Il prete scelse tre volumi e le chiese di tenerglieli da parte finché Bernard non ne avesse stabilito il prezzo; poi, prima di uscire, si volse un attimo indietro.
«Nicole, non sono le voci che fanno di una persona quel che è.» Detto questo, alzò il colletto del cappotto e s’incamminò lungo la strada.
Non le aveva mai fatto un’osservazione del genere e per una volta sembrò essere d’accordo con il reverendo. Non trovando nulla da ribattere lo guardò allontanarsi ed espose finalmente in vetrina il cartello con la scritta “Chiuso”.

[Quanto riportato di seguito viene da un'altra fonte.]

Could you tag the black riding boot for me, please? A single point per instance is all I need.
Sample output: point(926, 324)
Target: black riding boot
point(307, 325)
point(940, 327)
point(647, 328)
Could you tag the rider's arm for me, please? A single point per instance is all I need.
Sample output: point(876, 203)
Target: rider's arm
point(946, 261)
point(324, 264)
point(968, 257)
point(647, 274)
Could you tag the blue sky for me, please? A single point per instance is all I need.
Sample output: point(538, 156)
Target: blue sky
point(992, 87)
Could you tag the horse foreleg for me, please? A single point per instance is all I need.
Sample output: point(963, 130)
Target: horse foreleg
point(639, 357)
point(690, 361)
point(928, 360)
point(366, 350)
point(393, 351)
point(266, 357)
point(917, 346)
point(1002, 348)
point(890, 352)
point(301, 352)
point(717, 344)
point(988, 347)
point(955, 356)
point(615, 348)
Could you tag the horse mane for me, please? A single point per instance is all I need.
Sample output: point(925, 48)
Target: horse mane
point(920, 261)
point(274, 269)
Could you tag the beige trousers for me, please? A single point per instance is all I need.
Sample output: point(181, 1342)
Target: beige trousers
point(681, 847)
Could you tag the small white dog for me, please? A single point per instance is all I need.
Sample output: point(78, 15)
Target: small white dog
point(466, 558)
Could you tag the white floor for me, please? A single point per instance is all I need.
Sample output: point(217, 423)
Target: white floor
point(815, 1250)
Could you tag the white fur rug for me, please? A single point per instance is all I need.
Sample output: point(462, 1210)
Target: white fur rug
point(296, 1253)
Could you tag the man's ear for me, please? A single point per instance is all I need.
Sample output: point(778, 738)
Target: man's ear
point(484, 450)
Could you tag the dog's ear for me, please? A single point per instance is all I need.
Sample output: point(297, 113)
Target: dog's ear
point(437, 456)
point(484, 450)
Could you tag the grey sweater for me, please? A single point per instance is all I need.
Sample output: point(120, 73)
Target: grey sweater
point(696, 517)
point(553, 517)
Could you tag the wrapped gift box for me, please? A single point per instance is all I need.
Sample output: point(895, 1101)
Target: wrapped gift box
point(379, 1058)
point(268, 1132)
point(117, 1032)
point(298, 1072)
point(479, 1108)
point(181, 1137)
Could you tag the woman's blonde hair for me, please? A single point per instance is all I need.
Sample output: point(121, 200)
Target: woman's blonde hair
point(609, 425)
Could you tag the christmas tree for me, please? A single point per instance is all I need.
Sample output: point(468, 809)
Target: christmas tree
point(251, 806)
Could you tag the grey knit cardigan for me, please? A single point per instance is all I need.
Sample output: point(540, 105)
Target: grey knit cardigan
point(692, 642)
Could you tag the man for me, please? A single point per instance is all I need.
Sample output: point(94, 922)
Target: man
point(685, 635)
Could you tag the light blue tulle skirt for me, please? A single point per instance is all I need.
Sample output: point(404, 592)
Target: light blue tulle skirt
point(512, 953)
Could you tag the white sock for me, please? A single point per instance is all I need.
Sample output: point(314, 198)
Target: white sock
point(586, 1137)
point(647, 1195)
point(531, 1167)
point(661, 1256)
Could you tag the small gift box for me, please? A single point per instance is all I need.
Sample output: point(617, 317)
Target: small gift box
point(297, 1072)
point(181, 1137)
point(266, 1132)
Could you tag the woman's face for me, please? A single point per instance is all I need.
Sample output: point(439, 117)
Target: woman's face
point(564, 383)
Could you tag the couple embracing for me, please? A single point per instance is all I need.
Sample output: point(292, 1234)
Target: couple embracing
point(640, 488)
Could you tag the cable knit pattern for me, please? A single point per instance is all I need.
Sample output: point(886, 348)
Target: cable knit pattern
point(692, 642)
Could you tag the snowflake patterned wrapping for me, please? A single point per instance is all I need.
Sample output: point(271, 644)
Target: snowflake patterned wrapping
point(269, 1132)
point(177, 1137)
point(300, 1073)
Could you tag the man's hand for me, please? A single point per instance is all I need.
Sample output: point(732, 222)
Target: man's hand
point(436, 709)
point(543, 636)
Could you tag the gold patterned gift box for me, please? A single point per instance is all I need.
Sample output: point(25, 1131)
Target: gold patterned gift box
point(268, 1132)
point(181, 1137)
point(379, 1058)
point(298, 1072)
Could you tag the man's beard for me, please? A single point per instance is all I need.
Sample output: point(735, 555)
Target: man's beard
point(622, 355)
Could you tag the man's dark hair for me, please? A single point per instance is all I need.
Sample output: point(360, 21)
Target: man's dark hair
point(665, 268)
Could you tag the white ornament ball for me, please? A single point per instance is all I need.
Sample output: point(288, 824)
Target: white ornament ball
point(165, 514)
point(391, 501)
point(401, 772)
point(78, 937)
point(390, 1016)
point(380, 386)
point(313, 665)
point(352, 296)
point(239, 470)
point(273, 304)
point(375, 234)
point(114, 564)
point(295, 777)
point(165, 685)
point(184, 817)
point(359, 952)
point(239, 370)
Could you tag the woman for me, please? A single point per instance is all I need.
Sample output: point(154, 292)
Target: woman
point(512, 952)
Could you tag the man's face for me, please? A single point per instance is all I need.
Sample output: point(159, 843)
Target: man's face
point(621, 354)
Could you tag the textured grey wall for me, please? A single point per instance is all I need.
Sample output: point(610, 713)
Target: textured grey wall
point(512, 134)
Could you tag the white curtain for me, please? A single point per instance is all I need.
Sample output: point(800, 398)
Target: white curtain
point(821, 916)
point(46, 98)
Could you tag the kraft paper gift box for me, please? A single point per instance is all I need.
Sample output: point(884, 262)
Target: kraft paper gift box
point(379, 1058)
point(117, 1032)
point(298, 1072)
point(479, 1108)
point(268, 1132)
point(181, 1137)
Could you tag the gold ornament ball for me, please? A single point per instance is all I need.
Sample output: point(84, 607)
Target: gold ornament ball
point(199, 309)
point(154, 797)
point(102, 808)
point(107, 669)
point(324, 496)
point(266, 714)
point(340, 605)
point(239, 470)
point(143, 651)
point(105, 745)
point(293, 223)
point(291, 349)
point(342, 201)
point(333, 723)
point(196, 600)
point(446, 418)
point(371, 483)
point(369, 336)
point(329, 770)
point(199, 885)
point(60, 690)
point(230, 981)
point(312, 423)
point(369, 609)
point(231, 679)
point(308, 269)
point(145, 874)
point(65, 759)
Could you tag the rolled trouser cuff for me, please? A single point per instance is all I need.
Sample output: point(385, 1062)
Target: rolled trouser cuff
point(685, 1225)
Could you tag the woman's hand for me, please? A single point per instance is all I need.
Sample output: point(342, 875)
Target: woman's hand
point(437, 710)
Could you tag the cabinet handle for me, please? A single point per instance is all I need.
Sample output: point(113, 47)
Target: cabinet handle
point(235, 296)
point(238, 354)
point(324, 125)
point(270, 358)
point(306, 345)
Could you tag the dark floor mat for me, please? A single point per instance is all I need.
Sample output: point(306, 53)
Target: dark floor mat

Aveva quasi smesso di piovere.
Finalmente sola si rifugiò in magazzino e prese a sfogliare i volumi di Morél, terminando in due profonde boccate quel poco di “antistress” rimasto; erano tutti e tre in latino: uno era soltanto scritto, uno riportava immagini di santi e del loro martirio, e l’ultimo era una raccolta di stampe che raffiguravano scene apocalittiche. Niente che potesse attrarla. Li ripose impilandoli scrupolosamente in ordine di grandezza, carezzandone le copertine in modo sbadatamente istintivo, dopo di che vuotò il posacenere e chiuse il sacchetto della spazzatura per portarlo via.
Prima di uscire spense le luci. Le riaccese.
Le spense ancora.
Tre volte era il numero giusto o comunque era sufficiente una sequenza di ripetizioni che fosse dispari.
Mai pari.
Pari era male. Secondo il suo cervello assillante, pari era sfortuna.
Il perché avrebbe tanto voluto saperlo anche lei, ma ormai aveva smesso di domandarselo da tempo, accettando la schiavitù delle sue manie compulsive come una tassa da pagare per non perdere la bussola. Si trattava di ripetere gesti e di fare attenzione a quei piccoli particolari che creavano una dissonanza nella sua mente.
Facile, ma anche estremamente snervante.